As shown in FIG. 1, the stroke sensor 1 according to the embodiment of the present invention uses two magnetic sensors 50 and 51. The magnetic sensor 50 is provided in the brake mechanism of the vehicle and functions as a first detection unit that outputs the operation amount of the brake mechanism as the first output value V1. Further, the magnetic sensor 51 is provided in the brake mechanism of the vehicle and functions as a second detection unit that outputs the operation amount of the brake mechanism as the second output value V2. The two magnetic sensors 50 and 51 are independent sensors, and can output the operating amount of the brake mechanism as V1 and V2, respectively.

(Magnet 10)
As shown in FIG. 2, the magnet 10 is a disk-shaped permanent magnet, and a rotating shaft 12 is provided at the center. The magnet 10 is rotatable about the rotation shaft 12.

As shown in FIG. 2, the magnet 10 is magnetized in the radial direction of a disk shape to form an north pole and an south pole. The magnetic flux φ of the magnet 10 goes from the north pole to the south pole. As shown in FIG. 2, since a part of the magnetic flux φ passes through the magnetic sensing surface 55 of the magnetic sensor 50, the magnetic flux φ of the magnet 10 rotates on the magnetic sensing surface 55. As a result, when the magnetic sensor 50 is an MR element, the output changes with a change in the magnetic field (change in the direction of the magnetic flux), and the rotation angle θ can be detected.

The magnet 10 includes, for example, a permanent magnet such as an alnico magnet, a ferrite magnet, or a neodymium magnet, or a magnetic material such as a ferrite type, a neodymium type, a samakova type, or a samarium iron nitrogen type, and a polyamide type, polyphenylene sulfide (PPS), or the like. This is a plastic magnet formed by mixing the synthetic resin material of No. 1 and the above in a desired shape. In the present embodiment, the magnet 10 uses a plastic magnet.

(Magnetic detection unit 20)
FIG. 3 is a circuit diagram showing a circuit configuration example of the magnetic sensors 50 and 51 of the stroke sensor according to the embodiment of the present invention. In the embodiment of the present invention, the magnetic sensor 50 and the magnetic sensor 51 having the same configuration are used.

The magnetic detection unit 20 shows a configuration in which two full bridges composed of MR elements are arranged with a rotation angle of 45 °. An intermediate voltage is input to the operational amplifier (differential amplifier) OP1 from the nodes 215b and 215d of the first MR bridge 210 (MR elements 211, 212, 213, 214), and the detection signal S1 can be detected as a differential signal. ing.

Similarly, an intermediate voltage is input to the operational amplifier (differential amplifier) OP2 from the nodes 225b and 225d of the second MR bridge 220 (MR elements 221, 222, 223, 224), and the detection signal S2 can be detected as a differential signal. It is configured. A reference voltage Vcc is applied to the nodes 215a and 225a, and the nodes 215c and 225c are grounded (GND). Further, the detection signal S1 and the detection signal S2 are output to the output calculation unit 30.

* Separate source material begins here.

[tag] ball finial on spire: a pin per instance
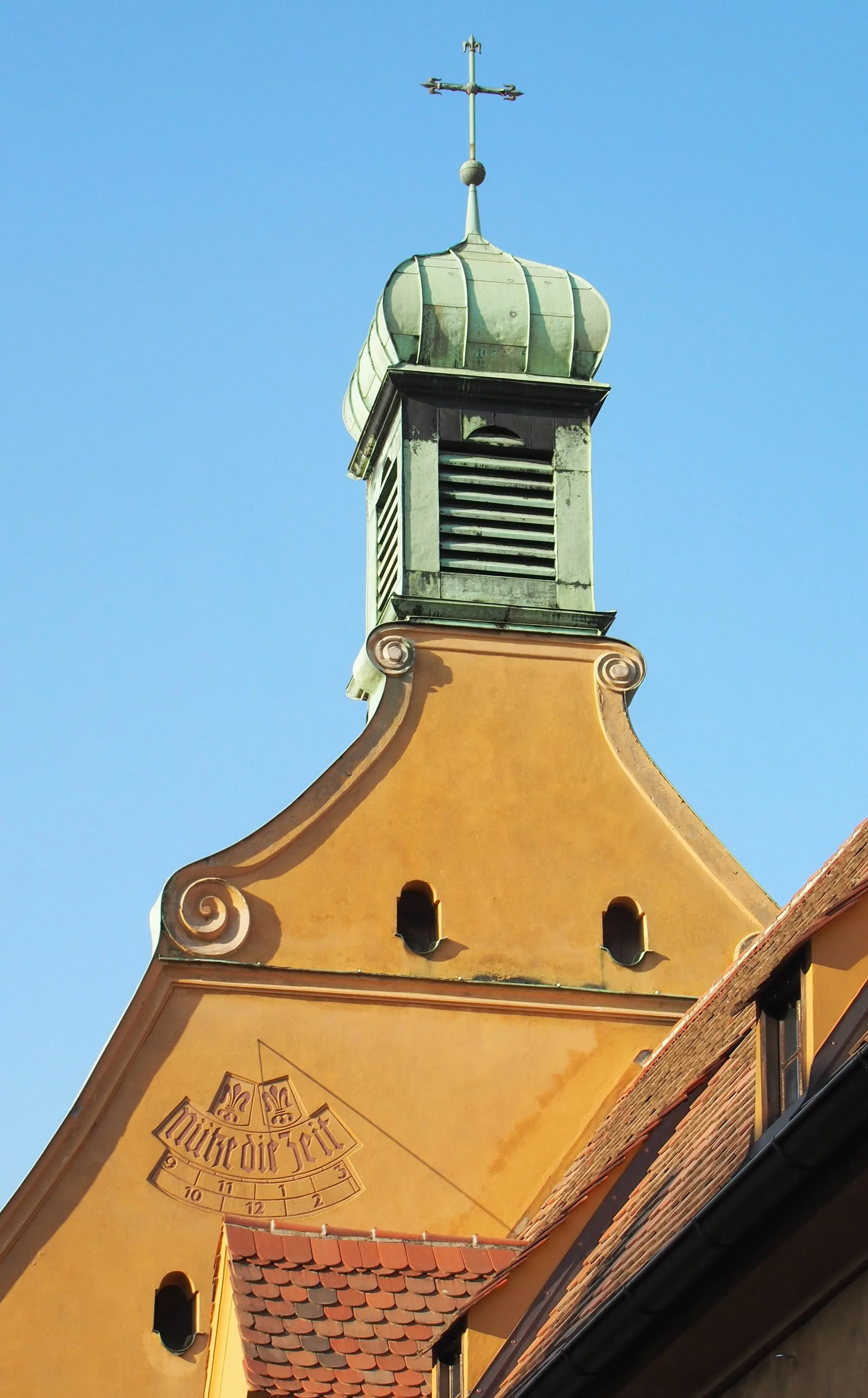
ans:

Here, FIG. 4A is a detection signal from each MR element of the magnetic sensor of the stroke sensor according to the embodiment of the present invention. The detection signal S1 and the detection signal S2 are sinusoidal signals having a phase difference of 45 °. The sine wave signal is a sine wave having a period of π due to the rotation of the north and south poles of the magnet 10. In the present embodiment, for example, the rotation angle θ can be in the range of 0 (zero) to π / 4.

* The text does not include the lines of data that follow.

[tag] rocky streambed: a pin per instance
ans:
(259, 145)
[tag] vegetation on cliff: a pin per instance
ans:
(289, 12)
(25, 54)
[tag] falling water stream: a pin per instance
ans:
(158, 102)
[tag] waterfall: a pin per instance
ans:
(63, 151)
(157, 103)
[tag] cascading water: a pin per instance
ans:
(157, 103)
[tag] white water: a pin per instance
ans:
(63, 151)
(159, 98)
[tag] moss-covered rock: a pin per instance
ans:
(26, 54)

(Output calculation unit 30)
The output calculation unit 30 inputs the detection signals S1 and S2 having a phase difference of 45 ° as a change in the magnetic field of the magnet 10 (change in the direction of the magnetic flux). As an example of signal processing for performing linearization processing, the output calculation unit 30 performs Arctan processing for dividing the two detection signals S1 and S2 to obtain an arc tangent. Thereby, for example, the output value V based on the change in the magnetic field (change in the direction of the magnetic flux) can be calculated and calculated with reference to the Arctan table stored as a table in the storage unit. Here, FIG. 4B is a diagram showing the relationship between the rotation angle θ and the output value V, and the calculated output value V is linearized according to the rotation operation angle of the brake pedal 62. The output.

(Brake mechanism 60)
As shown in FIG. 1, the brake mechanism 60 is a brake pedal device mounted on the vehicle 5, and has a brake pedal 62 that the driver steps on to operate the brake. The brake pedal 62 is rotatably supported by a rotation center 64 provided on the vehicle 5 side, and the vehicle 5 is braked by stepping on the brake pedal 62 from a predetermined position and rotating the brake pedal 62 to the rotation center 64.

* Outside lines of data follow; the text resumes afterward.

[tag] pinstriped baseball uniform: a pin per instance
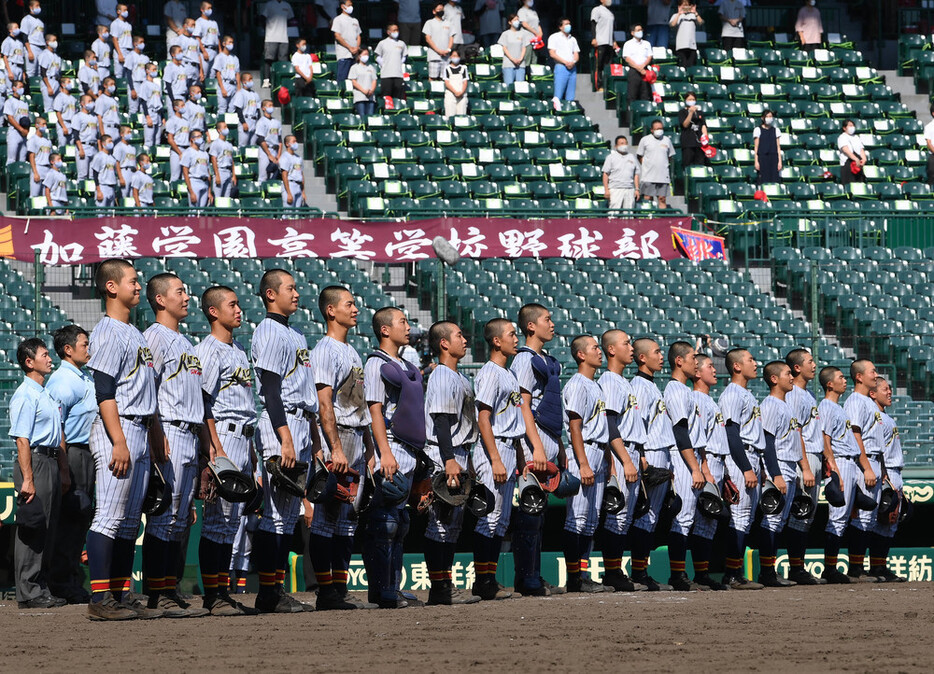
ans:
(497, 388)
(178, 388)
(659, 440)
(449, 392)
(619, 397)
(739, 406)
(584, 398)
(338, 365)
(281, 349)
(778, 419)
(120, 351)
(228, 382)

Further, the rotating shaft 12 of the magnet 10 is connected to the brake mechanism 60. For example, as shown in FIG. 1, the rotation shaft 12 of the magnet 10 is connected to the rotation center 64 of the brake pedal 62, and rotates in conjunction with the rotation of the brake pedal 62. The connection between the rotating shaft 12 of the magnet 10 and the brake mechanism 60 is not limited to this, and the rotating shaft 12 and the brake pedal 62 are rotatably connected via a transmission mechanism such as a link mechanism or a gear mechanism. It may be a configuration.

(Control unit 70)
Based on the outputs V1 and V2 from the stroke sensor 1, the control unit 70 outputs a regenerative brake control signal Sb for controlling the motor generator 100 of the regenerative braking system, a stop lamp signal for lighting and controlling the stop lamp of the vehicle, and the like. It is generated and output at a predetermined timing. The regenerative brake control signal Sb is generated based on the outputs V1 and V2 from the stroke sensor 1.

The control unit 70 is composed of, for example, a CPU (Central Processing Unit) that performs predetermined operations, processing execution, and the like according to a stored program, a RAM (Random Access Memory) that is a semiconductor memory, a ROM (Read Only Memory), and the like. It is a microcomputer. In this ROM, for example, a program for operating the control unit 70 and various parameters and the like are stored. Further, the control unit 70 includes an interface unit for communicating with various in-vehicle devices of the vehicle via the vehicle LAN.

(Operation of control unit 70)
FIG. 5 is an output diagram showing the relationship between the magnetic sensor output value, the sum signal, and the difference signal in the control unit of the stroke sensor according to the embodiment of the present invention and the stepping operation amount (rotation angle θ) of the brake pedal. The control unit 70 generates a sum signal (V1 + V2) and a difference signal (V1-V2) by an internal calculation based on the linearized outputs V1 and V2 from the stroke sensor 1.

The sum signal (V1 + V2) and the difference signal (V1-V2) can also generate the outputs V1 and V2 output from the magnetic sensors 50 and 51 by a hardware configuration using, for example, an operational amplifier. Further, the configuration for generating the sum signal (V1 + V2) and the difference signal (V1-V2) may be a one-package structure built in the magnetic sensors 50 and 51. In the configuration of the present embodiment, the sum signal (V1 + V2) and the difference signal (V1-V2) are generated inside the control unit 70.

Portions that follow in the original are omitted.